Steve Sem-Sandberg’s The Tempest is a hypnotic tale of an island, overrun with stories and myths. The Tempest portrays a hatefulness that is inherited generation after generation and a love that will conquer all.
This is a novel about the way historical crimes are written on a landscape, about the manner in which moral decay takes on physical form. What makes The Tempest truly special, though, is the risks that Sem-Sandberg takes with narrative conventions, the way that his prose seems to break every rule in the creative writing handbook, and yet does so joyfully, recklessly and utterly convincingly. That such stylistic complexity is rendered in a manner that feels entirely natural is testimony to the great skill of the translator, Anna Paterson.

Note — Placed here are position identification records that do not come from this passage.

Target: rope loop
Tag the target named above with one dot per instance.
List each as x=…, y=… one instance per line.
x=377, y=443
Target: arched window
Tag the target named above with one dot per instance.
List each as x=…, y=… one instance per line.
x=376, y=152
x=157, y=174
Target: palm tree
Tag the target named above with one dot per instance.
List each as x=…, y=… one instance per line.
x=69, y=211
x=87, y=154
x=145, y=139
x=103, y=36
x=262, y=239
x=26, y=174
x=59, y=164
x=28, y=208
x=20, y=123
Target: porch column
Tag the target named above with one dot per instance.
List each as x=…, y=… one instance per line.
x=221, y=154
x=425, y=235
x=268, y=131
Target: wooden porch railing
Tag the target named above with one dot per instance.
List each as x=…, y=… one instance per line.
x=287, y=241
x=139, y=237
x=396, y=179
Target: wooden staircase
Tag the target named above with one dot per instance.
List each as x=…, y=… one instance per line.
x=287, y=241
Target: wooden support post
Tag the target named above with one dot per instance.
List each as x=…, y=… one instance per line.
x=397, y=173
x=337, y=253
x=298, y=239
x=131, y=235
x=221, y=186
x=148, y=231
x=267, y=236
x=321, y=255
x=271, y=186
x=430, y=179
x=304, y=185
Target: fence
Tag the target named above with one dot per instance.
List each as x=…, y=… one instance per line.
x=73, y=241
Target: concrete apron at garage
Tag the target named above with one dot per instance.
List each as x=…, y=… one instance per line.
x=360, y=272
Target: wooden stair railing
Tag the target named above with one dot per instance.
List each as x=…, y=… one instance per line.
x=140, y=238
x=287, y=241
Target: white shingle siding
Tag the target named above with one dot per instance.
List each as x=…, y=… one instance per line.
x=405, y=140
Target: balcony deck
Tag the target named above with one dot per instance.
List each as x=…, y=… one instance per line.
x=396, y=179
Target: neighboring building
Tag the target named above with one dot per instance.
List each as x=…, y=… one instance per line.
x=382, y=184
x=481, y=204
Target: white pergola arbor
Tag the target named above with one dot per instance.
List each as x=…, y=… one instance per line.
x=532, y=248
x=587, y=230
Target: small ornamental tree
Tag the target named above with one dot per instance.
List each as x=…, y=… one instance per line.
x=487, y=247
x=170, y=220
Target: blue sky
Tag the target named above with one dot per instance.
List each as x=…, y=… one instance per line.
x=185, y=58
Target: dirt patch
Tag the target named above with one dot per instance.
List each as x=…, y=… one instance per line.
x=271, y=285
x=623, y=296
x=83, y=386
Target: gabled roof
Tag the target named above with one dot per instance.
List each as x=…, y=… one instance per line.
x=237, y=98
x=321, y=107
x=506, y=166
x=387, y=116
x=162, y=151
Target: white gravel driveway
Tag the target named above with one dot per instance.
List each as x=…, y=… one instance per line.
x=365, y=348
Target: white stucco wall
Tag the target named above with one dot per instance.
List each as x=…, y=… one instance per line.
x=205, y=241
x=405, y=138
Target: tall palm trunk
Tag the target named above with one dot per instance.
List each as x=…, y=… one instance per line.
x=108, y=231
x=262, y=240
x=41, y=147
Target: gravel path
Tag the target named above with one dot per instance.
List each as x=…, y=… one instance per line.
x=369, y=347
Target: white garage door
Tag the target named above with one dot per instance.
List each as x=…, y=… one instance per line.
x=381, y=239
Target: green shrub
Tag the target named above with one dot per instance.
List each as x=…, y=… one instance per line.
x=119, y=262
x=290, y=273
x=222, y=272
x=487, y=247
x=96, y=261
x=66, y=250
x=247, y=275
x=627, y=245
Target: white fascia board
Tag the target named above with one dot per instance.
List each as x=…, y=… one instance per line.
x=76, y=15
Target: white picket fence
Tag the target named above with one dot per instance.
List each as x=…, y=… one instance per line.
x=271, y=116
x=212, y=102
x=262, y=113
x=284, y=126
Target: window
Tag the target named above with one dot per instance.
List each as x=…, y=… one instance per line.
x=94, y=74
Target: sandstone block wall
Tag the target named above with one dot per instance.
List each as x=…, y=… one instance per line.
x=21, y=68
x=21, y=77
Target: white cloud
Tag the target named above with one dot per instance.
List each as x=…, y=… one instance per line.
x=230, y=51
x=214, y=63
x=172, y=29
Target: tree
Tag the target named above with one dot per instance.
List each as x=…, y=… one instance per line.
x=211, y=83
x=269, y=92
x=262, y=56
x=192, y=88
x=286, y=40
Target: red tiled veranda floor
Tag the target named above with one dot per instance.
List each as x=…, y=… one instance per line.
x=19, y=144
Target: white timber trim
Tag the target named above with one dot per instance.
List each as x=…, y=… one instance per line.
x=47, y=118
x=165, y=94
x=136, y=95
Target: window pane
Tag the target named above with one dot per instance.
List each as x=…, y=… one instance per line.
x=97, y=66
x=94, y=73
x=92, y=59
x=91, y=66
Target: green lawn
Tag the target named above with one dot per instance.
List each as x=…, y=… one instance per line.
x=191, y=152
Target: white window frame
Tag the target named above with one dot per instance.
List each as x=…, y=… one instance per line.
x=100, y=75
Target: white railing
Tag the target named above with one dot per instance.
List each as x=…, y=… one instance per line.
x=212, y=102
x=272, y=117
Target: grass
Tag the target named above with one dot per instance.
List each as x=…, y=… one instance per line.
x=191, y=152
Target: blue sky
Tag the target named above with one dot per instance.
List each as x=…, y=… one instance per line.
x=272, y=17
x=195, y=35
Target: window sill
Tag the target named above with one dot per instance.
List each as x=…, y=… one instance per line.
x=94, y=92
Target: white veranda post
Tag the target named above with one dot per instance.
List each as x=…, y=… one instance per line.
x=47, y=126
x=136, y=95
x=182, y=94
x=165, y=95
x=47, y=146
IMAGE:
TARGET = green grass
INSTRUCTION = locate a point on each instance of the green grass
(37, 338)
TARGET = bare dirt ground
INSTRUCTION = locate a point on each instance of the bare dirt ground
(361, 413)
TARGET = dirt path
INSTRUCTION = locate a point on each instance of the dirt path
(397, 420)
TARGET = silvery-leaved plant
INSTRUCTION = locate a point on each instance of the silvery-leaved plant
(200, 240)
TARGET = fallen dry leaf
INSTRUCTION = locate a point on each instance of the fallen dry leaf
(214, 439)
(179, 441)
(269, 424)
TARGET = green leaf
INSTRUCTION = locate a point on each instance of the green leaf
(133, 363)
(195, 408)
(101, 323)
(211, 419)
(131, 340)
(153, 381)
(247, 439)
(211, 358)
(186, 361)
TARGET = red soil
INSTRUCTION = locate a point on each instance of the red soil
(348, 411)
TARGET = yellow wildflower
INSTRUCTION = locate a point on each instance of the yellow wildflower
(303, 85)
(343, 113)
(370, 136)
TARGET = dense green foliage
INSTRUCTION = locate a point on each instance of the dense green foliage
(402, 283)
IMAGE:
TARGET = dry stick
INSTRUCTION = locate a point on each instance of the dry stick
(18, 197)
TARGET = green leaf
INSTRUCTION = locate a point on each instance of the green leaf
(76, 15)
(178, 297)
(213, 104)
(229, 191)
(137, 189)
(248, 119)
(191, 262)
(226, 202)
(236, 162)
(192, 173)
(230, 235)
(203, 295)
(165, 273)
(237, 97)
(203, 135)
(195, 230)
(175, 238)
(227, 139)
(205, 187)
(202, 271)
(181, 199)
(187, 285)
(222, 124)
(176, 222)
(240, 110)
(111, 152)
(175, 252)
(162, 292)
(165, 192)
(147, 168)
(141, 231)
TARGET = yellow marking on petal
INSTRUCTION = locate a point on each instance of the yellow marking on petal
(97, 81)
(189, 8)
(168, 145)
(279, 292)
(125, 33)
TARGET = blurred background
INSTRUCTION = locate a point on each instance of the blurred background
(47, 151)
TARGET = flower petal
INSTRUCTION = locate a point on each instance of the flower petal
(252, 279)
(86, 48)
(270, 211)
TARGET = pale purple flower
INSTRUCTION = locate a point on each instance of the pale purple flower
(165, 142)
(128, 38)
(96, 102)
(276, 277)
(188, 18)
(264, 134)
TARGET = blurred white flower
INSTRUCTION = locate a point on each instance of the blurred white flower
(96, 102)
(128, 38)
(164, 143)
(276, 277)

The prose leaps wilfully between past and present tenses, the voice suddenly breaks into the second person and at one point Johannes takes over Andreas’s first-person narrative. Perspectives telescope in and out, giving us sweeping passages of history or wide-angle landscapes followed by intimately observed and close-up moments in time. It’s as if the book’s most significant borrowing from Shakespeare’s play is not the island setting, but rather Prospero’s total control of narrative, the omnipotence of the author-magician.